ExecuTorch delivers a direct, practical impact on the embedded development lifecycle by allowing engineers to move from a trained model to a working prototype on a target device in a fraction of the time. Developers working in PyTorch can now target a larger ecosystem that includes Edge devices, such as Alif’s Ensemble and Balletto MCUs and fusion processors, reducing development effort and minimising fragmentation.

AOT compilation and memory planning yield higher performance and lower latency, essential for real-time applications, and PyTorch’s robust debugging tools improve developer productivity.

Are there specific types of AI models or applications that perform especially well on Ensemble MCUs using ExecuTorch?

As an example, wearable healthcare devices can be developed with the ability to provide personalised health coaching. Smartwatches and fitness rings can use generative AI to analyse a user’s biometric data (like heart rate, sleep patterns, and activity levels) to provide personalised, real-time coaching, goal setting, and motivation.

Clinical wearables, such as continuous glucose monitors or implantable sensors, can also leverage Edge AI to analyse patient data locally for real-time diagnostics and early warning alerts. Processing the data locally also ensures sensitive patient data remains private and reduces reliance on consistent cloud connectivity.

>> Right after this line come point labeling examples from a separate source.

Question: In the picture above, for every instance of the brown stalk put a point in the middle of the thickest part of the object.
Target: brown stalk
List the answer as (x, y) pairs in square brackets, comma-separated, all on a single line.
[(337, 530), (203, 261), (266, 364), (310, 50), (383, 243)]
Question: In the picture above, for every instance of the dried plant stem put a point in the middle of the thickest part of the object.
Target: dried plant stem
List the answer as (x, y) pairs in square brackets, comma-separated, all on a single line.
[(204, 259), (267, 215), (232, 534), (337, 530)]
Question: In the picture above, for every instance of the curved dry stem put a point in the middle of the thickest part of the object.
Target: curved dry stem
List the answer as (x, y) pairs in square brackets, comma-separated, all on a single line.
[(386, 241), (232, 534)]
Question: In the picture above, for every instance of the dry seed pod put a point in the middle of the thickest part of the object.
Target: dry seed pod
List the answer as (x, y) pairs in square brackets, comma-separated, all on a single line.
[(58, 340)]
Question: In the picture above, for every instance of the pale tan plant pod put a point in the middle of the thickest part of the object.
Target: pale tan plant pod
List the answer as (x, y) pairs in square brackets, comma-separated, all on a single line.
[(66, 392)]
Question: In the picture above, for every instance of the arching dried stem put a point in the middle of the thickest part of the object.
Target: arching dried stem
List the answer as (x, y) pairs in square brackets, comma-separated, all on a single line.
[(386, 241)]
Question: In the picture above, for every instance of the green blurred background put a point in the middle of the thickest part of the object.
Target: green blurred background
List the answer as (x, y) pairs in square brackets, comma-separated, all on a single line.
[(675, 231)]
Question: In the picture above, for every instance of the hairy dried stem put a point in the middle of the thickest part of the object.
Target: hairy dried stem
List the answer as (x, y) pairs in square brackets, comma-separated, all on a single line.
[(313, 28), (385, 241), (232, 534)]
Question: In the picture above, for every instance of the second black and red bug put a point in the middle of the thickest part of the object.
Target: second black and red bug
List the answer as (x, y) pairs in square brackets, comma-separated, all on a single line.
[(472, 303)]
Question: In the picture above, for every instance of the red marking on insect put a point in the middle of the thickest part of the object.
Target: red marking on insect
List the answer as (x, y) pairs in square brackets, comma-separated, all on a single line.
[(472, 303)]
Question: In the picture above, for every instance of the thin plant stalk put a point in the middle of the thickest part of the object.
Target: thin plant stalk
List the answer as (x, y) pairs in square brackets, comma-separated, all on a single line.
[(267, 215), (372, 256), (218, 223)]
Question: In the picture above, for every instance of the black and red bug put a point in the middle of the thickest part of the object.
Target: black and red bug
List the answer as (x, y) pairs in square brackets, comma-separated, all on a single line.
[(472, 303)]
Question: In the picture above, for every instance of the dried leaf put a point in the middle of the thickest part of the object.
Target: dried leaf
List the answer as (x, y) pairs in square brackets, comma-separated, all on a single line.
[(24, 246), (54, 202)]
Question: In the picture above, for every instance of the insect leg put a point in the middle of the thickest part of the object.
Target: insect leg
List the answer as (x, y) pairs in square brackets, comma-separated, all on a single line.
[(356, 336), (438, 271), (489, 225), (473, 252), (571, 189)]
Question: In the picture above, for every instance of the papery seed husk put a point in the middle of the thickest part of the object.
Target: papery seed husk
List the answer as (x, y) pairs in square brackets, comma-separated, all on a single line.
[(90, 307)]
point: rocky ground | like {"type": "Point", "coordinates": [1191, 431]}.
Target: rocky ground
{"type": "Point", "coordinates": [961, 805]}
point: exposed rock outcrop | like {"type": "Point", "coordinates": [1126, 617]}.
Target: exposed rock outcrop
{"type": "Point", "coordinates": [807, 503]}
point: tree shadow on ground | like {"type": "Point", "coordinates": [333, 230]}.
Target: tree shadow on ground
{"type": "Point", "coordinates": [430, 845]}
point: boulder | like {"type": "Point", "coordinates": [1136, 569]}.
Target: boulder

There are also several use cases in consumer electronics, such as next-generation smart speakers and personal assistants that will be able to move beyond simple command-and-response. Using small, local language models (LLMs), they can generate more natural, conversational, and context-aware responses without sending all voice data to the Cloud. Again, improving privacy and performance.

What do the new demo designs showcase about Ensemble MCUs’ capabilities with PyTorch models?

Generative AI on battery-powered devices enables developers to create highly personalised, context-aware products that operate with enhanced privacy and autonomy. Local data processing provides faster responses and minimises energy and bandwidth requirements by reducing or eliminating the need for transmitting data to the cloud.

How does supporting ExecuTorch benefit Alif’s customers in practical terms, for example, development speed or system efficiency?

One of Alif’s value propositions since day one has been to provide low-power characteristics, not only when the device is in its sleep state, but also when applications are running, data is being collected, and computational workloads are executed. Alif has developed a unique system architecture that enables applications to run in a “High-Efficiency” domain for the always-on part of its duty cycle, and in “High-Performance” mode when there is computationally intensive work to be done. Hardware accelerators for various tasks, including AI operations, graphics, and image processing etc., are available for both modes of operation, letting applications finish the work that needs to be done quickly, and spend more time in low-power states. Alif provides integrated Ethos-based NPUs in their devices that can provide hardware acceleration for convolutional, recurrent, as well as transformer-based networks, which enables ExecuTorch models to be deployed across any device in the Balletto and Ensemble product families.

Will existing Ensemble MCU users be able to adopt ExecuTorch easily, or are there hardware/software prerequisites?

Developers will be able to deploy AI models using ExecuTorch on all Alif devices in the Balletto and Ensemble family.

How do you see the adoption of PyTorch and ExecuTorch shaping the future of Edge AI development for microcontrollers?

The rapid expansion of AI capabilities we have seen over the last few years shows no signs of slowing down, and besides hardware to run the models that are being created, tools and software must be able to keep up with the advancements that are being made. Platforms like ExecuTorch play a key role in this by streamlining the task of moving models from cloud to endpoint.